Sobre as humanidades digitais, também disponível num sistema de pague-o-quanto-quiser, Alternative Historiographies of the Digital Humanities, organizada por Dorothy Kim e Adeline Koh para a Punctum Books, é uma coletânea que critica as maneiras como a história das humanidades digitais é contada e quais suas consequências para as pesquisas futuras a partir da perspectiva do Sul Global. Segue o link do livro.

E, no Brasil, quem tem abordado a relação entre humanidades digitais, bancos de dados e o estudo da população escravizada no Brasil Colônia é Aldair Rodrigues, da Unicamp. Segue o link para sua contribuição mais recente sobre o assunto. 

Para novas formas de publicação acadêmica que tratam da relação entre raça e modernidade, fica a dica do site Black Haunts the Anthropocene, que acompanhou uma palestra de Marisa Parham feita em 2014. Ainda que não seja mais atualizado, é uma maneira de questionar os pressupostos da nossa atuação na academia (obrigado, Gabriel Gonzaga, pela referência!).

Parham é diretora do grupo African American Digital Humanities, AADHum, na sigla em inglês, o qual vale a pena seguir no Twitter para saber de suas atividades mais recentes. 

No site Africa Is A Country, Marta Mboka Tveit publicou uma interessante revisão do crescimento do gênero da ficção especulativa no continente africano. Para a autora, o crescimento do gênero é uma forma de pensar a modernidade a partir da África, e não apenas como inserção nas histórias europeias. 

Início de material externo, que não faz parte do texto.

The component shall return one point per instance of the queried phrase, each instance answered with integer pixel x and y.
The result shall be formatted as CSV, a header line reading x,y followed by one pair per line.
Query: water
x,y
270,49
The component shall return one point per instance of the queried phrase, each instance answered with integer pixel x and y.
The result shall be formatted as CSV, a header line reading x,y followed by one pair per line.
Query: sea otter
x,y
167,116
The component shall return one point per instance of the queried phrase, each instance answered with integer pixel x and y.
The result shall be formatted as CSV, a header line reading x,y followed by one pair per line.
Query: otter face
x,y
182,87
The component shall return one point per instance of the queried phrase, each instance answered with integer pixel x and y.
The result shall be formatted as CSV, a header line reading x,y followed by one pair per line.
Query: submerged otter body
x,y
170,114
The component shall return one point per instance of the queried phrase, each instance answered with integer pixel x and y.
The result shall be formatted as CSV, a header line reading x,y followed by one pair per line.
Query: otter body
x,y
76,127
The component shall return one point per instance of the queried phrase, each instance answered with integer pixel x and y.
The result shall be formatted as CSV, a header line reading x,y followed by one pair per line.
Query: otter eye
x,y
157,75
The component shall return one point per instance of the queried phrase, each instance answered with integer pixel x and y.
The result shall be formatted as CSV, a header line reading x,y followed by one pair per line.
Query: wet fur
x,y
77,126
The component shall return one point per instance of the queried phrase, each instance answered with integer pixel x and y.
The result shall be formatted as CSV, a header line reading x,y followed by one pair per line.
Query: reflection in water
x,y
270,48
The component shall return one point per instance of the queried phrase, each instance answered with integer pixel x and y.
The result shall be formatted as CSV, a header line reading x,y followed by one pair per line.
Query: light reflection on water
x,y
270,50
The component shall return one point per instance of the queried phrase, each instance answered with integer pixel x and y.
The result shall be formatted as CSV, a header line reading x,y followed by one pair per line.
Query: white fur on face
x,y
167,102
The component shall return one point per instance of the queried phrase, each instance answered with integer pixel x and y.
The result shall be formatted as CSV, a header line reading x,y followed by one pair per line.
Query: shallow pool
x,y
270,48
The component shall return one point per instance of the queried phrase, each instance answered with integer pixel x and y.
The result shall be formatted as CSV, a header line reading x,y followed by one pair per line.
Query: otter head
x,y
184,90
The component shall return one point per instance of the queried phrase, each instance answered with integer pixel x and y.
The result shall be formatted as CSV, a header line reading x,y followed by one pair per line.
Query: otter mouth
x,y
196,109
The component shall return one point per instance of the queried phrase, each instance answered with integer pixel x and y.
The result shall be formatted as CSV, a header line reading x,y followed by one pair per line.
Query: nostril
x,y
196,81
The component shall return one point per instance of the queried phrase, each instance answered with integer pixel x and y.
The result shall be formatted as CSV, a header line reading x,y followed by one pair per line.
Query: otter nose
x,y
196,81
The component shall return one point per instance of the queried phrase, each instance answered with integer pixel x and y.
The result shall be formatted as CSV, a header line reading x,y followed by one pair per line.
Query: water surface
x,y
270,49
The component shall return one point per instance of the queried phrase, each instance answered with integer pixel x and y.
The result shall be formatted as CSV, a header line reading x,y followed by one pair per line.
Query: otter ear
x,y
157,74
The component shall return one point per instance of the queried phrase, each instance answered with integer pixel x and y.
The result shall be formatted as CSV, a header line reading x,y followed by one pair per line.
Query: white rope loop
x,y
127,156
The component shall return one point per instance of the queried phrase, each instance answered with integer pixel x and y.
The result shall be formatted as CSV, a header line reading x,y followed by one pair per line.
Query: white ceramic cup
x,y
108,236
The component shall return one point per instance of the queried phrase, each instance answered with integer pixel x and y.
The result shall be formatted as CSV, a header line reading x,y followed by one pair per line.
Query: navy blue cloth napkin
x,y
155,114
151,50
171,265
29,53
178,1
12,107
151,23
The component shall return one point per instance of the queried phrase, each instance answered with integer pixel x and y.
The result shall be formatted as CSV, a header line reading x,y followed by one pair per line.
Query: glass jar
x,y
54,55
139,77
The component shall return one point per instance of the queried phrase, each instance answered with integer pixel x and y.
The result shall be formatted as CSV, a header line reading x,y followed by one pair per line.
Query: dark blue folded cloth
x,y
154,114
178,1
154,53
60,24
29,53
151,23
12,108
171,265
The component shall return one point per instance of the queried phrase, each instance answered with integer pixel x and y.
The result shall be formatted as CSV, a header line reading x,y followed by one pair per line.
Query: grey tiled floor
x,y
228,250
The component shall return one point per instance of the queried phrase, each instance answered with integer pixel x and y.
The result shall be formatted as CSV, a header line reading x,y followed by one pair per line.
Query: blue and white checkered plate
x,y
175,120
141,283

Essa semana marcou a divulgação de mais um escândalo de vazamento de dados, agora com graves implicações para os direitos humanos. Um consórcio de veículos de imprensa revelou que dezessete governos contrataram o software Pegasus, da empresa israelense NSO, para espionar ativistas de direitos humanos, opositores políticos e, no geral, pessoas sem vínculo com terrorismo. Ao contrário do que afirma a NSO, segundo a qual o aplicativo seria utilizado apenas nessas ocasiões, foi identificado que mais de 50 mil pessoas foram investigadas por seus governos. O Pegasus é um spyware que tem acesso total aos telefones celulares que ele infecta, fazendo cópia de mensagens, ligações e conseguindo até mesmo ativar o microfone dos aparelhos à revelia dos usuários.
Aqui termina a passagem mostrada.